Car 1985, ce fut aussi, dans nombre de pays, l'année des espions. Comme si les tensions qui s'exacerbent dans de nombreuses régions du globe conféraient aux hommes de l'ombre un rôle accru dans les jeux politico-stratégiques. Il y a trois ans, le maître du Kremlin, Andropov, était l'ancien chef du KGB et, dans l'ombre de Reagan, l'actuel vice-président des États-Unis, William Bush, est un ancien directeur de la CIA. À quelques années près, ils auraient pu régner ensemble, l'un sur le Kremlin, l'autre sur la Maison-Blanche.

Après la face cachée de l'iceberg, le pouvoir à ciel ouvert. Mais toutes les guerres ne furent pas des combats d'ombres en 1985.

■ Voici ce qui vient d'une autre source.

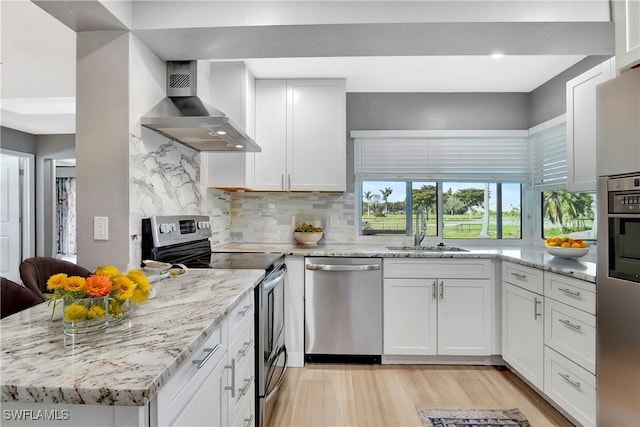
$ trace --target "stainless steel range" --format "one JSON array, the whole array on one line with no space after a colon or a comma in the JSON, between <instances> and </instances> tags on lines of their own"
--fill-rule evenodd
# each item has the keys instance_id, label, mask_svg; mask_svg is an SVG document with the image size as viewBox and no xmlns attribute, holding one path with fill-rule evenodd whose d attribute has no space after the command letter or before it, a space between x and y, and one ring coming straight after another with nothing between
<instances>
[{"instance_id":1,"label":"stainless steel range","mask_svg":"<svg viewBox=\"0 0 640 427\"><path fill-rule=\"evenodd\" d=\"M153 216L142 220L142 259L182 264L187 268L263 269L255 291L256 419L269 424L278 389L287 370L284 343L284 255L258 252L213 252L209 217Z\"/></svg>"}]
</instances>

Des conflits plus que la paix, la crise plus que la croissance dans le monde industrialisé, la famine plus que la subsistance dans ces pays que l'on n'ose plus appeler « en voie de développement » : c'est souvent dans des décors qui ne semblent guère changer d'une année sur l'autre que, pour composer chaque soir le spectacle du monde, les satellites de télécommunications ont trouvé et relayé, sous toutes les latitudes de la galaxie McLuhan, des images tristement répétitives.

Scènes d'autant plus fugitives, presque anodines, que désormais – origines et causes oubliées – elles n'apparaissent sur le petit écran que comme marquées du double sceau de l'éternité et de la fatalité. On meurt toujours et plus que jamais – dix ans déjà... – à Beyrouth, mais qui sait qui tue qui et au nom de quoi sur ces trottoirs infernaux où gosses et adolescents jouent des marelles diaboliques à coups de Kalachnikov.

Combien de morts (cinq cent mille ? sept cent mille ? un million ?) aux confins du Tigre et de l'Euphrate où, face à une armée iraqienne suréquipée, mollahs et ayatollahs balisent de leurs incantations les Voies sacrées par lesquelles montent vers des Verduns des sables des combattants iraniens de plus en plus jeunes, aptes, dès l'âge de 14 ans, à assumer « leur devoir de musulman pour combattre les ennemis de Dieu » ?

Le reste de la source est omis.